Though I’m the traveller of the family – clichéd philosophies and gypsy ponytail in situ – Damon used to remind us of one repeated fact before he left for his protracted stint with the Air Force.

“Damon spelt backwards is ‘nomad’.”

“Inarguable,” I’d reply contrarily. “But it also reads as ‘no mad’.”

And I’d leave the sentence there, thinking I was being cryptic. All things cryptic are merely one point-of-view away from being infuriating.

I still don’t really know what snapped for my brother this time, but I’ve begun to suspect that because he could never catch this stubborn, Timotei’d little fascist he grew up with, Damon set his crosshair’d sights on a bigger fish. They must be having quite the fry- up over there, laughing in the oily spit-back about the younger sibling stuck in the UK without a world leader to his name. I was probably right all along. There was ‘no mad,’ as in no M.A.D. Mutually assured destruction does not make for best friends.

Jealousy is an international language. And because being someone’s brother is a constant arms-race I’ll have to raise my game to a warlike level. They’ll be chuckling away like a couple of mutts while hatching dastardly plans.
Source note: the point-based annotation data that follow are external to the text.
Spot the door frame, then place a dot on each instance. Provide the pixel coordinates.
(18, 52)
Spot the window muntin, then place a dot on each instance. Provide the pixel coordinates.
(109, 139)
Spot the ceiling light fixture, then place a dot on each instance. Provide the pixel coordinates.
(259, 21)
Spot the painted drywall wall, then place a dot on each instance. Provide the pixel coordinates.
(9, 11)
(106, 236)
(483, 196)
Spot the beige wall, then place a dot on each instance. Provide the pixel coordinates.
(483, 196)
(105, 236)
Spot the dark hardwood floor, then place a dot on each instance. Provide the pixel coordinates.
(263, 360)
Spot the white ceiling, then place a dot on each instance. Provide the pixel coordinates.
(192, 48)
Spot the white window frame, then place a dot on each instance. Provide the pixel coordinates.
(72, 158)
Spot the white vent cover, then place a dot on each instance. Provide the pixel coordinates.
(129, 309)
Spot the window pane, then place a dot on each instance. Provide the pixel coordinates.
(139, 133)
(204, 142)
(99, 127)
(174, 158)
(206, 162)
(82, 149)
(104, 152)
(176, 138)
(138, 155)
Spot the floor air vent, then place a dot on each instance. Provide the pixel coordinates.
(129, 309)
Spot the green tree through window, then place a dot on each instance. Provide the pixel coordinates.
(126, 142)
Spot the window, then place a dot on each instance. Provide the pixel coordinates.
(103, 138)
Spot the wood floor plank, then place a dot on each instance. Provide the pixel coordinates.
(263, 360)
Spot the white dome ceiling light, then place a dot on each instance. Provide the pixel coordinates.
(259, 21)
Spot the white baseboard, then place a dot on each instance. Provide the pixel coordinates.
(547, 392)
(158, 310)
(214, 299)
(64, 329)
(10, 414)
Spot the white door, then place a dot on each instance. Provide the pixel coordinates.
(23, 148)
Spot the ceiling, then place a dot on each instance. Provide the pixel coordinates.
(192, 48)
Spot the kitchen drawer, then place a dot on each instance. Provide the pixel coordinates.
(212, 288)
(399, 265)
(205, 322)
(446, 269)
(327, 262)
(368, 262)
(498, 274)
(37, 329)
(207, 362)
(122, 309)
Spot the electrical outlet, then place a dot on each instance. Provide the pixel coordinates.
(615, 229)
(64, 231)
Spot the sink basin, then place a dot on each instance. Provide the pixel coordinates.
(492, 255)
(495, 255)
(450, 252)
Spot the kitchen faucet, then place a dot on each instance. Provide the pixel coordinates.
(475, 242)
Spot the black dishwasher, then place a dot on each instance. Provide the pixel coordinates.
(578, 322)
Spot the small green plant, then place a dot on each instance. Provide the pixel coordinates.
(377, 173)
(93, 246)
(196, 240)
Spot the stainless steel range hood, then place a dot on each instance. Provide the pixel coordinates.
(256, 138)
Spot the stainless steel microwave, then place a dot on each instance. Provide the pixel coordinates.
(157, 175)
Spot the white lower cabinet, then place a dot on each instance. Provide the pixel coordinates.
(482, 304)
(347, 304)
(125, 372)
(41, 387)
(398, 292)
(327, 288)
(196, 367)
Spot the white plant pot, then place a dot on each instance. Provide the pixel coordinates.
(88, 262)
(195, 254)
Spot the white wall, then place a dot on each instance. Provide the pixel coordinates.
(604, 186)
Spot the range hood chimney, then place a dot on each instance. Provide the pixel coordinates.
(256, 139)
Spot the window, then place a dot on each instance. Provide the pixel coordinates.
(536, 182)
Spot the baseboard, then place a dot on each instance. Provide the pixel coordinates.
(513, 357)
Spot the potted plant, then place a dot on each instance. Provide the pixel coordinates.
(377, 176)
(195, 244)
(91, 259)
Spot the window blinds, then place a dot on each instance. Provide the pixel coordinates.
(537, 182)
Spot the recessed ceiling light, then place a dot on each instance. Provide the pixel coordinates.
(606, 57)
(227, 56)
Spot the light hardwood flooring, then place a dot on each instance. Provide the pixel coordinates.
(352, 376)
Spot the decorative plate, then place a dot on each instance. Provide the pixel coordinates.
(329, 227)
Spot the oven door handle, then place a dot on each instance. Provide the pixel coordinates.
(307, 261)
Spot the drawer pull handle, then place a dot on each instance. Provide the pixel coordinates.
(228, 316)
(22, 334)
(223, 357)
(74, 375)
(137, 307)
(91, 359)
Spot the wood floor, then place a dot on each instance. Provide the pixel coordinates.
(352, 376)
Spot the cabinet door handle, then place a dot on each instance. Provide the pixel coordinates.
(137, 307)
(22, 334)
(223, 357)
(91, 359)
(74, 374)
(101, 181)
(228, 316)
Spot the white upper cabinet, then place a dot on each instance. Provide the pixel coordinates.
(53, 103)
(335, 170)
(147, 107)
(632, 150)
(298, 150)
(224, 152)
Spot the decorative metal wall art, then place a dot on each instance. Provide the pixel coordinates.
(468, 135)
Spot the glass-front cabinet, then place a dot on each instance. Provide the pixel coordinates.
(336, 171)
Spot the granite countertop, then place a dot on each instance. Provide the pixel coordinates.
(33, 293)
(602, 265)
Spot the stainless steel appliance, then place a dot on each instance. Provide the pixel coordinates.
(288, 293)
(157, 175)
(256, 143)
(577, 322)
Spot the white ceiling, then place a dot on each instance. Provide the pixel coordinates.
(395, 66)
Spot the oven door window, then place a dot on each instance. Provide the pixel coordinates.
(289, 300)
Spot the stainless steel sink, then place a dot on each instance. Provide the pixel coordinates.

They’ll wash them down with copious amounts of whatever Google claims they drink over there.

I read the steam beer in North Korea has a definite malty quality to it, inspiring none other than The Economist to state that “…brewing remains just about the only useful activity at which North Korea beats the South.” You can’t deny that a product certified with an ‘origin of demilitarisation’ has more appeal than the usual pigswill. Fresh to the buds.

Washes the dog down.

“Kampai,” I’ll say to my adventuring brother. He hasn’t saved the world yet, I don’t think. Although…

Maybe he has, just by taking Kim Jong-un out and getting him drunk.